To make the Puran Poli:
Place a heavy-bottomed, non-stick pan on low flame to preheat while you make a Poli.
Divide the Poli Dough into small balls, each about 2 inches in diameter. Keep a tea towel or napkin handy to cover the dough balls while you work. This prevents the dough from drying out.
Here’s a drawing of what my work surface looks like before I begin to roll out the Puran Polis:
Generously dust your board and rolling pin with flour.
To make a Poli, place a ball of dough on your board. Use the rolling pin to roll the ball into a circle, about 3 inches in diameter. Now take about a tablespoon and a half of the Puran mixture and place it in the centre of the circle made of dough. Gently fold up the edges of the dough so as to enclose the Puran mixture completely. Pinch together the folds of dough that gather on top, making sure that the Puran mixture is completely sealed within the dough.
Dust the stuffed dough ball on both sides with flour. Place the ball of dough on your board and roll it out into a circle, about 6-7 inches in diameter. Roll the dough gently, lifting and turning the circle often to make sure it does not stick to the board. Dust the circle, board and rolling pin with flour to prevent the dough from sticking and tearing. Continue to roll out the dough slowly until you can make it as thin as possible, without the Puran stuffing falling out.

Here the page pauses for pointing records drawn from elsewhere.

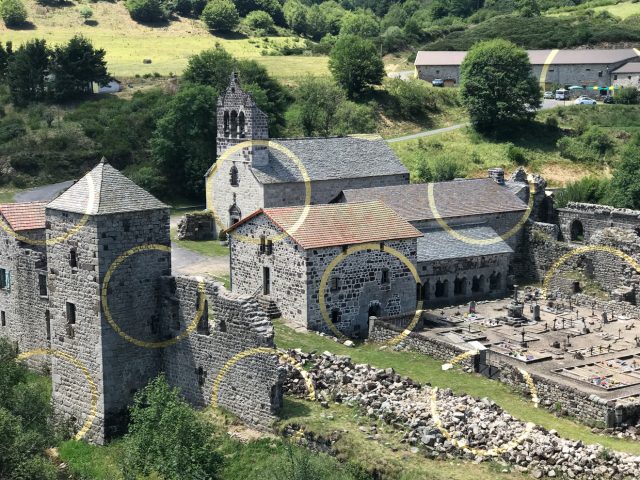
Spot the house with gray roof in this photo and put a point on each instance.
(282, 172)
(461, 255)
(586, 67)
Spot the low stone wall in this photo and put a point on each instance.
(381, 332)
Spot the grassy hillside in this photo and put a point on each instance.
(128, 43)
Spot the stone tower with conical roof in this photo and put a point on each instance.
(108, 247)
(239, 119)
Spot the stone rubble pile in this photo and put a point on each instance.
(479, 423)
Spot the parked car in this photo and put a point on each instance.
(584, 100)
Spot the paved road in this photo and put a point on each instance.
(43, 194)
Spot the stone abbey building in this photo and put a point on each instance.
(89, 277)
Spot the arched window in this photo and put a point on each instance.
(233, 123)
(241, 124)
(226, 123)
(442, 288)
(233, 174)
(577, 231)
(234, 214)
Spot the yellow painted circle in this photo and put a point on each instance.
(107, 312)
(61, 238)
(462, 445)
(340, 258)
(479, 241)
(260, 351)
(578, 251)
(85, 371)
(269, 144)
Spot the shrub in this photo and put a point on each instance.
(13, 13)
(259, 20)
(147, 10)
(220, 15)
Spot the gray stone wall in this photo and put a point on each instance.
(464, 270)
(324, 191)
(252, 388)
(287, 268)
(360, 286)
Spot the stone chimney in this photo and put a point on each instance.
(497, 174)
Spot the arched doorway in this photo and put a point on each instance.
(577, 231)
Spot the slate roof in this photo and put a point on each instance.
(538, 57)
(112, 193)
(631, 67)
(331, 158)
(438, 244)
(458, 198)
(24, 216)
(338, 224)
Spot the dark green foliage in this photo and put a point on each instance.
(356, 64)
(220, 15)
(260, 21)
(625, 185)
(75, 66)
(183, 144)
(148, 11)
(25, 422)
(13, 13)
(586, 190)
(26, 72)
(496, 85)
(167, 438)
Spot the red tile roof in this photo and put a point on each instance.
(24, 216)
(339, 224)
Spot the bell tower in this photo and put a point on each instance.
(239, 120)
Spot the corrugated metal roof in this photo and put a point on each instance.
(112, 192)
(631, 67)
(338, 224)
(538, 57)
(458, 198)
(24, 216)
(439, 244)
(331, 158)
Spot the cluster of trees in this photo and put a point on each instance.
(36, 72)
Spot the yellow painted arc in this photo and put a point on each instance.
(545, 68)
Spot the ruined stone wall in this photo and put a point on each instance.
(360, 286)
(324, 191)
(250, 388)
(466, 269)
(25, 310)
(594, 218)
(286, 264)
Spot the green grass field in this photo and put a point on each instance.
(128, 43)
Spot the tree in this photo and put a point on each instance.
(625, 184)
(497, 85)
(147, 10)
(318, 100)
(75, 67)
(26, 72)
(167, 438)
(356, 64)
(259, 20)
(363, 24)
(13, 13)
(183, 144)
(220, 15)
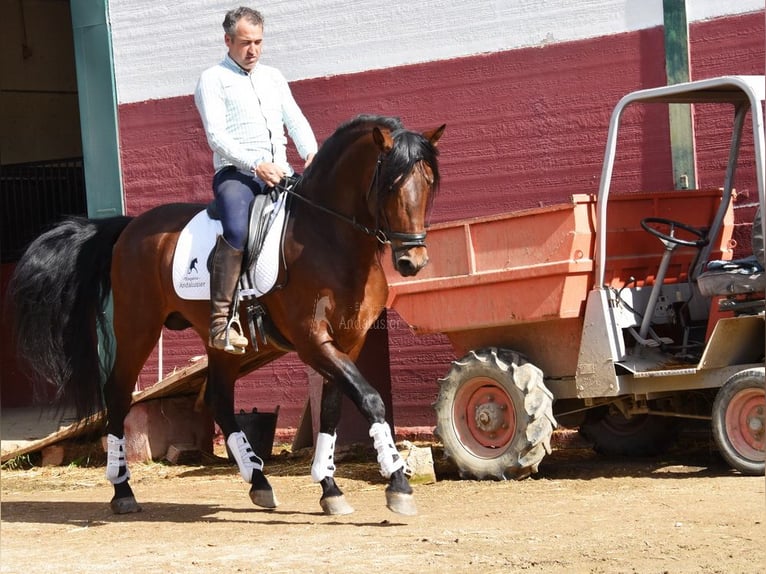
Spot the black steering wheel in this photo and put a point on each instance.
(670, 237)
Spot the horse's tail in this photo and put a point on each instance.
(58, 294)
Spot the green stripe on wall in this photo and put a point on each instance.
(677, 71)
(98, 107)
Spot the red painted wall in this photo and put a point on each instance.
(525, 128)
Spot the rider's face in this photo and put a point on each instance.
(246, 44)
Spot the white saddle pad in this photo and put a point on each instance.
(191, 278)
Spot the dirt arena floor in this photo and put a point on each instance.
(682, 512)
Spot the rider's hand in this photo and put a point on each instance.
(269, 173)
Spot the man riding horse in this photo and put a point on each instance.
(244, 106)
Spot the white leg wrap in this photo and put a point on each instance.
(323, 465)
(388, 457)
(115, 460)
(247, 460)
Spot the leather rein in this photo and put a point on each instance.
(384, 237)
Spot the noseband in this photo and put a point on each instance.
(384, 236)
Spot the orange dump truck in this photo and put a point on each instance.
(600, 314)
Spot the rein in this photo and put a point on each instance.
(407, 240)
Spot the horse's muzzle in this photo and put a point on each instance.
(409, 260)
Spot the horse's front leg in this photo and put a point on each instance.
(219, 396)
(337, 367)
(333, 502)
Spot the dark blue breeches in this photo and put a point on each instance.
(234, 192)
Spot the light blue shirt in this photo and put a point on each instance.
(245, 115)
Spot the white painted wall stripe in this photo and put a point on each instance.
(160, 48)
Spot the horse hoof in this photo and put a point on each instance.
(336, 506)
(401, 503)
(125, 505)
(264, 498)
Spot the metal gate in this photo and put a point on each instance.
(34, 196)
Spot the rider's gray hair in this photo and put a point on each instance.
(234, 16)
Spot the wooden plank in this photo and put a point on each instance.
(186, 381)
(74, 430)
(681, 115)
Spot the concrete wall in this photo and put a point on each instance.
(526, 89)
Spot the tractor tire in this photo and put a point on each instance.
(739, 416)
(494, 415)
(612, 434)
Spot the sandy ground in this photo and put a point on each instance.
(684, 512)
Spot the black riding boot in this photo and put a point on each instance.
(224, 274)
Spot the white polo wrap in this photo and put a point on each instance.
(115, 460)
(243, 453)
(388, 457)
(323, 465)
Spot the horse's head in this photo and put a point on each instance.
(408, 175)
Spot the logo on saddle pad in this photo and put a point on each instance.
(191, 277)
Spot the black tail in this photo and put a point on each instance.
(58, 293)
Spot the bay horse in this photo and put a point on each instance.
(371, 184)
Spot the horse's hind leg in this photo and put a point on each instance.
(136, 332)
(118, 392)
(338, 367)
(323, 466)
(223, 369)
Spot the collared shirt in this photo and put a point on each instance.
(245, 115)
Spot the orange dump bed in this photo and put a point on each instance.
(522, 279)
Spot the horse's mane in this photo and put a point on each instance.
(409, 148)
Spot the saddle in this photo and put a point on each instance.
(263, 214)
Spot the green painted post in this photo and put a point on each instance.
(98, 107)
(98, 122)
(677, 71)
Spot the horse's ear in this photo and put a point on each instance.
(434, 135)
(383, 139)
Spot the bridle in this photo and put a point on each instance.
(406, 240)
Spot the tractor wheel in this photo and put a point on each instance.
(494, 415)
(739, 415)
(613, 434)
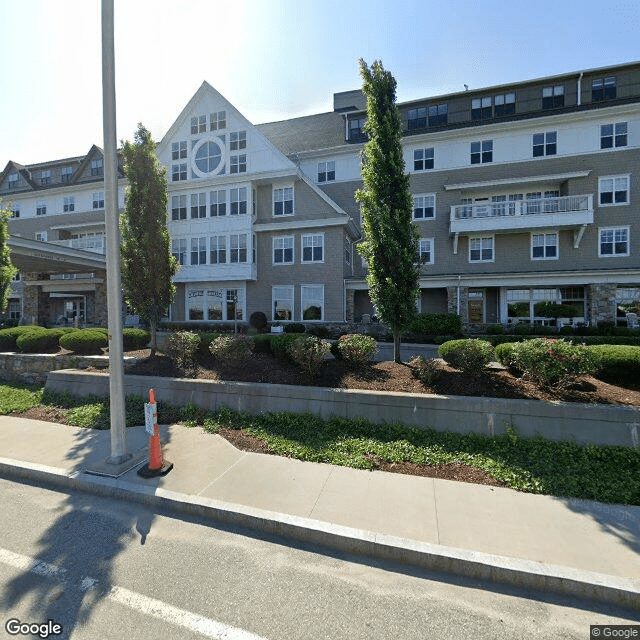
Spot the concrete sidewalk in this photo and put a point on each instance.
(568, 546)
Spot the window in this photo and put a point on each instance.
(198, 251)
(356, 128)
(326, 171)
(238, 164)
(283, 250)
(481, 249)
(238, 198)
(96, 167)
(218, 206)
(614, 242)
(544, 246)
(603, 89)
(312, 301)
(424, 207)
(545, 144)
(178, 172)
(208, 157)
(98, 200)
(238, 140)
(283, 201)
(282, 302)
(198, 205)
(426, 251)
(482, 152)
(217, 246)
(313, 248)
(178, 207)
(614, 190)
(553, 97)
(238, 247)
(198, 124)
(179, 249)
(438, 114)
(179, 150)
(417, 118)
(423, 159)
(218, 121)
(613, 135)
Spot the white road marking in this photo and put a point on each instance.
(136, 601)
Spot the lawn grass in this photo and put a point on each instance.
(605, 473)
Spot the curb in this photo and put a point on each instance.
(623, 592)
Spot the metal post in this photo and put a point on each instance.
(114, 301)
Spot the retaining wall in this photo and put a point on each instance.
(582, 423)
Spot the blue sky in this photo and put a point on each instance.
(274, 59)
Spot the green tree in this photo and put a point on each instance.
(7, 270)
(147, 264)
(391, 239)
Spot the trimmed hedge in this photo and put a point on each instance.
(85, 341)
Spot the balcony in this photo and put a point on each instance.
(561, 212)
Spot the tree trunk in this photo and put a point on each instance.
(154, 340)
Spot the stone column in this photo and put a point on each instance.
(350, 305)
(601, 302)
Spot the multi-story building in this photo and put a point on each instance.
(523, 194)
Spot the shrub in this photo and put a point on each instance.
(308, 352)
(294, 327)
(437, 324)
(470, 356)
(181, 347)
(425, 370)
(39, 340)
(356, 349)
(232, 347)
(553, 363)
(9, 336)
(258, 321)
(616, 362)
(134, 339)
(88, 341)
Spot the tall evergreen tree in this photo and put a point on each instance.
(391, 239)
(7, 270)
(147, 264)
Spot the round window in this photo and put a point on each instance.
(208, 157)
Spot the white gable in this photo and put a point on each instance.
(215, 141)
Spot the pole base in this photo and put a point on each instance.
(145, 472)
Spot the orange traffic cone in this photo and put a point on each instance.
(156, 465)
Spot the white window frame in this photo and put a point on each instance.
(280, 245)
(544, 235)
(282, 293)
(614, 179)
(426, 245)
(283, 195)
(473, 239)
(626, 229)
(424, 201)
(311, 237)
(310, 299)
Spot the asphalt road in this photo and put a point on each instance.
(106, 569)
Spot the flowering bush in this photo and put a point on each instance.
(356, 349)
(181, 347)
(554, 363)
(231, 347)
(470, 356)
(308, 352)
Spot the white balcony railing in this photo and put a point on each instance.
(519, 214)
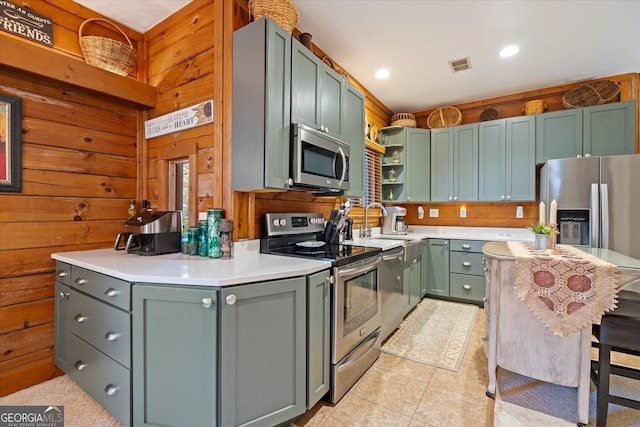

Melt half a teaspoon of ghee in the preheated pan, increasing the flame to medium. Gently lift up the rolled out Poli and place it on the hot pan. The Poli will begin to sizzle and cook immediately. When you see little ‘puffs’ appear on the top of the Puran Poli, it is ready to be turned. Use a spatula to gently flip the Poli onto the other side. Drizzle another teaspoon of ghee around the Poli, helping it to cook. You may use the spatula to gently press down along the sides of the Poli, helping the steam within it to cook the dough. When the Poli puffs up, gently flip it over with the spatula to check if it has cooked.
A good Puran Poli is said to be one that puffs up as it cooks and has a few reddish-brown marks (as seen on a well-made Chapati or Naan). Once the Puran Poli has cooked, transfer it to a plate lined with kitchen roll. Lower the flame while you continue to roll out another Poli as described above.
Drizzle some ghee over the warm Puran Poli and serve immediately! The Leftover Polis may be cooled completely and stored in an airtight container for up to two days or frozen for up to two weeks.
Half a teaspoon of Turmeric (Haldi) powder or a few drops of yellow food colour may be added to the Poli dough to give the Puran Polis a bright yellow appearance. We’ve left it out of the recipe above.
To make 10-12 Puran Polis, we will need only about half of the Puran mixture. Feel free to cut the quantities of the Puran ingredients in half. The extra Puran mixture can be frozen in an airtight box for up to two weeks. Simply thaw the Puran mixture in the fridge, overnight and make fresh Polis the next morning.
We love to make a stash of Puran Polis at one go, wrap each extra Poli in cling film/plastic wrap and freeze it for later. That way, whenever we’re in the mood for Puran Poli, we can simply heat the Poli in the microwave for a couple of minutes and enjoy! Polis may be frozen for up to two weeks, ready to be eaten for breakfast, lunch or dinner.